Who said that it was?

Wood is usually classified as an insulator, but don't bet your life on it. ;-) I would imagine that's why you see glass (or whatever they're made of now) insulators used even at relatively low voltages.

Reply to
Anthony Fremont

I used to climb up the utility pole to get on the garage roof to retrieve things as a child. I always was slightly shocked until my feet were off the ground.

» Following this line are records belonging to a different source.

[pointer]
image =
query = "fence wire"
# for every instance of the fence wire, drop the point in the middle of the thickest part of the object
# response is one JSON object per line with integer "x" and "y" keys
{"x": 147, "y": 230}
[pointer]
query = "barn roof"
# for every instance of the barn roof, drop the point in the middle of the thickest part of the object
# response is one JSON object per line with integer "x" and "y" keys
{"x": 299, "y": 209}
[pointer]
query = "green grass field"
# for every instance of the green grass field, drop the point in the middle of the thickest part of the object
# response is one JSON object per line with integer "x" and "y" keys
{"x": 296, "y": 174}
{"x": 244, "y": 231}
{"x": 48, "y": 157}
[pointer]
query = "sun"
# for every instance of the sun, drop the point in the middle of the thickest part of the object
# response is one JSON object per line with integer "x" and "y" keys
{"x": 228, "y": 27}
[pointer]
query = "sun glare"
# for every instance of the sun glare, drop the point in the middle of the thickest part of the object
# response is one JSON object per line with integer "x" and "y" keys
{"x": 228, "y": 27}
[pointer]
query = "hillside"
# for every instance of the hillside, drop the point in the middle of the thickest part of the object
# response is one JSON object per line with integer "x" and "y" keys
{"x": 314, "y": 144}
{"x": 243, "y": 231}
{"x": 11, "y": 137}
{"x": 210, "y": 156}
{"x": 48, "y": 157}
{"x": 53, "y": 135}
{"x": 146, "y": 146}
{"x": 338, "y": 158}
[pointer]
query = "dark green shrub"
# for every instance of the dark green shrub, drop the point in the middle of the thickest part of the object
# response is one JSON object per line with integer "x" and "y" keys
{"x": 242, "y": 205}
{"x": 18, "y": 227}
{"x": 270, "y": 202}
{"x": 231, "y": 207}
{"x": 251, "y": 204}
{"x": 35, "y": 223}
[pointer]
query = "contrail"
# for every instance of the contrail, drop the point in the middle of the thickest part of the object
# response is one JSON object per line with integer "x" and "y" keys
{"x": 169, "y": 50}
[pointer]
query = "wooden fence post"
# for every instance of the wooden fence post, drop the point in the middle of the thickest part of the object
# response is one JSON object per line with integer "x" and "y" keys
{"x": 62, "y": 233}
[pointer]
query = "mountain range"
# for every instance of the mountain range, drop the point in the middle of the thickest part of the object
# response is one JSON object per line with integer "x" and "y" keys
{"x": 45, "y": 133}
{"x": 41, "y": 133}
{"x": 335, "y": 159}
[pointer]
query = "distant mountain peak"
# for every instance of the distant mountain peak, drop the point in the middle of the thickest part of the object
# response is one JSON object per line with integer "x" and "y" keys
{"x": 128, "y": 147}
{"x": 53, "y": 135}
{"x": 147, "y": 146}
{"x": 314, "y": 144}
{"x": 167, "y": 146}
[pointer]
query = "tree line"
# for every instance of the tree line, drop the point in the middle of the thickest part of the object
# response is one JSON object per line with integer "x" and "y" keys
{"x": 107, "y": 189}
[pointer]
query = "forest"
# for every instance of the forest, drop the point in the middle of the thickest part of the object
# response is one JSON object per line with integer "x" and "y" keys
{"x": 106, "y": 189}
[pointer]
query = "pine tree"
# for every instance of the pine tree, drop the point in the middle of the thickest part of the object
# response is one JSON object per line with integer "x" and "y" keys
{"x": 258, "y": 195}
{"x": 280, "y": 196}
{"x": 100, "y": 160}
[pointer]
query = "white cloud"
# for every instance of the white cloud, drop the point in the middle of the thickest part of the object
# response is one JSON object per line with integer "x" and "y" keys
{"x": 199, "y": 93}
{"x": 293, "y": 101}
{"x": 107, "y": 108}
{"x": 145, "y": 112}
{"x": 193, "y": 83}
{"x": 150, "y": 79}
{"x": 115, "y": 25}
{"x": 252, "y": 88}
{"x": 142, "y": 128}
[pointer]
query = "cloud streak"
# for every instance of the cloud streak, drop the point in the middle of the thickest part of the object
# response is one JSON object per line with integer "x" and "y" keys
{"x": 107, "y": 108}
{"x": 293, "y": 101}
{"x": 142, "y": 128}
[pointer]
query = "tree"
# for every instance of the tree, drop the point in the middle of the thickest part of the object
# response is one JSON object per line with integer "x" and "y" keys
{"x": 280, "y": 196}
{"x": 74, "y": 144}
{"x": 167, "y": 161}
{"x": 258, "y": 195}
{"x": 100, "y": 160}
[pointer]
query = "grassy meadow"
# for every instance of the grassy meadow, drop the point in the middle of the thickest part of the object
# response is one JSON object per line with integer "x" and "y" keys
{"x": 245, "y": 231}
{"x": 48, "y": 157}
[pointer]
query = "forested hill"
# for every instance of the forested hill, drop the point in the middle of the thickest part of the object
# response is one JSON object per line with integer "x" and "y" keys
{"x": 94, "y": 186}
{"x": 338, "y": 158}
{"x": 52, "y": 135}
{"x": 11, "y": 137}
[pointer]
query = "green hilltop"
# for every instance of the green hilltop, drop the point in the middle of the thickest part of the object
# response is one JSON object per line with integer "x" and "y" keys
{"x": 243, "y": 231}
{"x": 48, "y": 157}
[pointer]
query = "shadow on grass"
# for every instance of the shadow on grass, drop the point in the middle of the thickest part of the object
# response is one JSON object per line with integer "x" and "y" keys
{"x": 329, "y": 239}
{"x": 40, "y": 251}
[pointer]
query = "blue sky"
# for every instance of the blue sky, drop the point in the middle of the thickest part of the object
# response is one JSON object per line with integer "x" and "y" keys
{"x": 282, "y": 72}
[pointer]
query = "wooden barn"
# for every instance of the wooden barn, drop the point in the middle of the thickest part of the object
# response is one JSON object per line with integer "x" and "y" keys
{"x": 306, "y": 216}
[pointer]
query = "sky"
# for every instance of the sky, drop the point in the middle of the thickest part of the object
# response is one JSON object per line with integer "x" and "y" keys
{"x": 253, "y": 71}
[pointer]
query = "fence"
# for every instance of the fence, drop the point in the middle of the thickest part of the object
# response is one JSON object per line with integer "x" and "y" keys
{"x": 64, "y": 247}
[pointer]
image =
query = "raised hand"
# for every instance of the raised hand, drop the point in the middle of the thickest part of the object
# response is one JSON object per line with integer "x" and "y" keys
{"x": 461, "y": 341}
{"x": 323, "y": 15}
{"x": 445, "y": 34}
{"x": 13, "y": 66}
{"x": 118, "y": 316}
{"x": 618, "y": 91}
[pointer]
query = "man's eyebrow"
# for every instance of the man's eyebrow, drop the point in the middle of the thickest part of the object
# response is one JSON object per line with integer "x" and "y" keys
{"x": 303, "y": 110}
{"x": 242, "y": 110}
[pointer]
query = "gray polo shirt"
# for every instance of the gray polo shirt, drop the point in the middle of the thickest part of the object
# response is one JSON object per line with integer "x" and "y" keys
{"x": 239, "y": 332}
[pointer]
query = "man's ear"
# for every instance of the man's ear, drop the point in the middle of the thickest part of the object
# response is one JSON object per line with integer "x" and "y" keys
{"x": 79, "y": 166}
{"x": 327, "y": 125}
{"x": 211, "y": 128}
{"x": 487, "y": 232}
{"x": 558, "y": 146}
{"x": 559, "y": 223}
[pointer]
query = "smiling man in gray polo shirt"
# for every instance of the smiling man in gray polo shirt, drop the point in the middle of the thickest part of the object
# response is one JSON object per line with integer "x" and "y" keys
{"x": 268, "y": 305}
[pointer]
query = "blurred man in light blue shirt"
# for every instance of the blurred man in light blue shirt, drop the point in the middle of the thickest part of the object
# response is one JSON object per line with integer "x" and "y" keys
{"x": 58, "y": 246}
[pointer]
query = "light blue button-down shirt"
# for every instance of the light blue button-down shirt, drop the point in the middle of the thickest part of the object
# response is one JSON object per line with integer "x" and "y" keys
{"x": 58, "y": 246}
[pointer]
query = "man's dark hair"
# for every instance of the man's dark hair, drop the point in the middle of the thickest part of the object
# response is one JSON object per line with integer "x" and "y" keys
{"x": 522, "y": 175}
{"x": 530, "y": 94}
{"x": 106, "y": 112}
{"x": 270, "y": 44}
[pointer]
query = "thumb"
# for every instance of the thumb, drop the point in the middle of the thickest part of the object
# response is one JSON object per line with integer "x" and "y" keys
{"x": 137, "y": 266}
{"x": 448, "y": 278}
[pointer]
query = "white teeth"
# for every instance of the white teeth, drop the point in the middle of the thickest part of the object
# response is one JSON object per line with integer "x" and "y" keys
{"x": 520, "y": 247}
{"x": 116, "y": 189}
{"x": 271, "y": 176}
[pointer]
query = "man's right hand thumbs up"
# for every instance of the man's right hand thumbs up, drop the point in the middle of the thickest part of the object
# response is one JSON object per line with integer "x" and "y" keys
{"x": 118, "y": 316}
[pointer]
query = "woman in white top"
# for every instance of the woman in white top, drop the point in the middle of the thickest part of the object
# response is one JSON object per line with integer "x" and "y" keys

Then again, I did grow up 1 block from the Gulf of Mexico so the salt spray and high humidity had much to do with the conduction through the wooden pole.

Reply to
Lord Garth

Lots of people who tap circuit boards with wooden dowels to find intermittent problems or who carve dowels to use as screwdrivers for adjustments on CRT monitors or TVs that are running. So far, I've used only plastic or fiberglass rods for this, but dowels are a lot easier to buy locally.

Reply to
larry moe 'n curly

larry moe 'n curly spake thus:

I wouldn't want to go poking with one of them thar things around a flyback transformer, no siree Bob.

--
The only reason corrupt Republicans rule the roost in Washington
is because the corrupt Democrats can't muster any viable opposition.
Reply to
David Nebenzahl

Wood is not a reliable insulator for electrical devices! Especially for high voltage, don't even try it!

--

JANA _____

According to

formatting link
, wood contains approximately 2-15% moisture at room temperature.

Reply to
JANA

Water in and of itself is a lousy conductor. Nobody ever said that wood was a perfect insulator, even dry...just 'good enough'. If you're really curious, put your DVM probes on each end of a hunk of wood and check.

If you can get a reading I'll be surprised.

For tuning purposes, the utility of wood diddle sticks is their lack of inductance, moreso than a lack of conductivity. OTOH, the previous experiment should have demonstrated that there is no danger in using them to tap out faults, either.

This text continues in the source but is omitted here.